The wearing of bagheads has since spread throughout American professional sports for fans of hapless franchises. Fortunately, after finishing the magical 2009 campaign as Super Bowl champions, the Saints are no longer the perennial laughingstocks they once were.
- The genesis of the baghead can be traced to Week 5 of the season, when Bobby Lecompte, a bartender at Buddy D’s bar off Clearview Parkway — inspired by the Unknown Comic of “The Gong Show” fame — suggested Diliberto do the same on the air. After the next week’s loss, against the Detroit Lions, Diliberto took the idea and ran with it.
- By the time the Los Angeles Rams showed up in town to play the Saints, then 11-0, on “Monday Night Football” on Nov. 24, the baghead trend was a full-on sensation, with a national audience treated to a Superdome filled with bagheads, many of them decorated with sequins and Carnival beads. The Rams won 27-7, naturally.
- Following the Rams game — and the national attention the bagheads received — Saints head coach Dick Nolan was fired.
- The bag Diliberto wore on the air before that Rams game was one decorated by a fan with Christmas lights — which were plugged in as the cameras rolled. “I could hear bulbs popping and felt the shock and twinges,” Diliberto was quoted as saying in a 1995 story in The Times-Picayune. “I thought, God, will (Saints owner John) Mecom love this — I electrocute myself on live TV!”
- The Saints would end up shocking the world by winning the 15th game of that 1980 season, against the Jets — and in the snow, no less. The following week, they would lose the last game of the season, but that Jets win would keep them from finishing the season winless. Their final record: 1-15.

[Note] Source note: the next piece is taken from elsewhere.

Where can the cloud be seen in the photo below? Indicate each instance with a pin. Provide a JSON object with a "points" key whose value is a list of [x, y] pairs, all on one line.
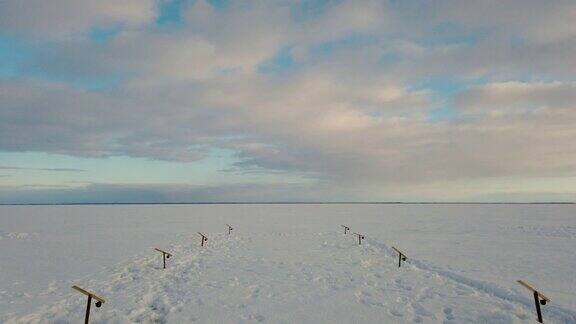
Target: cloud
{"points": [[164, 193], [348, 109], [3, 167], [60, 18]]}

- Bagheads weren’t Diliberto’s only contribution to Who Dat fashion. For years, he promised to wear a dress and dance through the streets if the Saints ever reached the Super Bowl. He died five years before the Saints’ Super Bowl run, but former Saints quarterback Bobby Hebert and thousands of Who Dat fans made it a point to pay him tribute after the Saints punched their ticket to Super Bowl XLIV. Calling themselves “Buddy’s Brawds,” they all donned dresses — and wigs and hats and heels and boas — and paraded from the Superdome to the French Quarter in January 2010.
- In 2008, the Duplass brothers made a horror film called “Baghead,” about a mysterious bag-headed figure tormenting a group of friends staying overnight in a remote cabin. The Duplasses, who are from New Orleans, said they got the idea when, as children, they saw the Superdome filled with people wearing bags on their heads, a sight they said struck them as funny but also a little scary.
Buddy Diliberto was one of the biggest critics of the New Orleans Saints. But he was also among the team’s biggest fans. So it’s only fitting that he gave the franchise one of its most lasting traditions. While Saints fans haven’t had to endure anything like the 1980 season in a while, there were occasional baghead appearances during their recent back-to-back-to-back 7-9 seasons. If nothing else, it should serve as a warning to the team to tread carefully. Schwegmann’s might be gone, but Rouse’s still has paper bags — and Who Dats won’t be afraid to put them to good use should they feel the need.